First up, the winners so far are smart speakers with ownership by 11% of UK households. (Only smart meters was higher, at 18%, but YouGov disqualifies these from the main comparison on account of them being given away free).
Elsewhere, 6% of households have a smart thermostat, 5% have smart lighting, 3% smart security, 3% smart scales (or other health tech), 2% have connected washing machines and 1% a smart vacuum cleaner.
When it comes to brands, Amazon’s Echo series is unsurprisingly the most popular smart speaker at 69%; Hive is the UK’s most popular smart thermostat brand at 52%, with Nest in second place on just 15% and Philips Hue is the most popular smart lighting choice with 31% though Hive is just behind on 29%. Good job, Hive – though according to the report, Nest’s customer satisfaction levels are higher than Hive’s.
The fully connected home isn’t a thing yet
So individual connected devices are in people’s homes in the UK but the fully connected, ambient, joined up smart home is still a rarity.
Only 1% of the people YouGov surveyed owned a smart speaker, smart lighting and a smart thermostat. Just 2% owned two of those devices. So put it this way, most households are a long way from our co-founder Paul Lamkin’s super smart home.

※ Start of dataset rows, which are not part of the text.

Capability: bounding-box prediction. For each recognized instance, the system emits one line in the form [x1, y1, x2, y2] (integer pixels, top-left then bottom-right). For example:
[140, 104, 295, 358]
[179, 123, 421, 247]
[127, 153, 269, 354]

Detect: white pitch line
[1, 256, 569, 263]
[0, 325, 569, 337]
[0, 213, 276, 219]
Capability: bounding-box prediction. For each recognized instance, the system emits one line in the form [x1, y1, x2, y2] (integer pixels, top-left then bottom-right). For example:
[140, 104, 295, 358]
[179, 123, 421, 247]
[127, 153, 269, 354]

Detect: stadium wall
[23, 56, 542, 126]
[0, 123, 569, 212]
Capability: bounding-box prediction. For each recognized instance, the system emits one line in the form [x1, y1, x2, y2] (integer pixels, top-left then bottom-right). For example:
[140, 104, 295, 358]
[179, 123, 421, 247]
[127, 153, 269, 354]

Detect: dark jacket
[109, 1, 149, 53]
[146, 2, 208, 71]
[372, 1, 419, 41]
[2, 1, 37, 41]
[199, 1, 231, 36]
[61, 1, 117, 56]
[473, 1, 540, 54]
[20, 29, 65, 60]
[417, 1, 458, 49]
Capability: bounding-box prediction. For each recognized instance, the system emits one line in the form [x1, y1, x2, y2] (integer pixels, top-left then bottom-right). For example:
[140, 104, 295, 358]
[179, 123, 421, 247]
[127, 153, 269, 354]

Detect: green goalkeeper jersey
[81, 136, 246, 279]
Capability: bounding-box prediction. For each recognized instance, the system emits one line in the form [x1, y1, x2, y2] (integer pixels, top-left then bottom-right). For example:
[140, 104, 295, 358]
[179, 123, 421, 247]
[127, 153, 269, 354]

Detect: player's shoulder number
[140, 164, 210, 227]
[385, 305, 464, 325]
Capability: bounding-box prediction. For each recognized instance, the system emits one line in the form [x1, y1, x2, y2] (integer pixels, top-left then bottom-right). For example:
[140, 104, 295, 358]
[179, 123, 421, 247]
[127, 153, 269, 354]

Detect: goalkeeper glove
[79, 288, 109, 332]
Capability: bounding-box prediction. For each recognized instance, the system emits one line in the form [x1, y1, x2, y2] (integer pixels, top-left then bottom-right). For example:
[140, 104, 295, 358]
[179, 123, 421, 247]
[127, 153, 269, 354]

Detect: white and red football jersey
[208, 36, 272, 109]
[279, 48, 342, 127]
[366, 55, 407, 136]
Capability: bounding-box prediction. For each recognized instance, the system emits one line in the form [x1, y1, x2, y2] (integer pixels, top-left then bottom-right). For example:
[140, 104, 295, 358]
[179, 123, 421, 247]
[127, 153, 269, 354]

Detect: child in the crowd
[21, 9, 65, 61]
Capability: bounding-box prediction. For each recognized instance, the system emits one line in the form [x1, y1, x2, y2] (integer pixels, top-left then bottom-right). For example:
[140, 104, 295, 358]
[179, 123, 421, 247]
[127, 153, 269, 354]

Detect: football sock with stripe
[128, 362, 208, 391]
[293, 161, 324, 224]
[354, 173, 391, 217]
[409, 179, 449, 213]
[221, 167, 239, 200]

Of people who don’t currently own any smart home tech, three quarters (76%) said they didn’t want any of the options presented to them – connected lights, scales, kettles, speaker etc. But that ‘none of these’ drops to 47% when people already owned one smart home device and the top choices were smart meters, smart security cameras and smart light bulbs.
The biggest concerns around the smart home were pretty even amongst people who already own some connected tech and people who don’t: hacking, over-priced gadgets, data privacy and problems if the Wi-Fi goes down.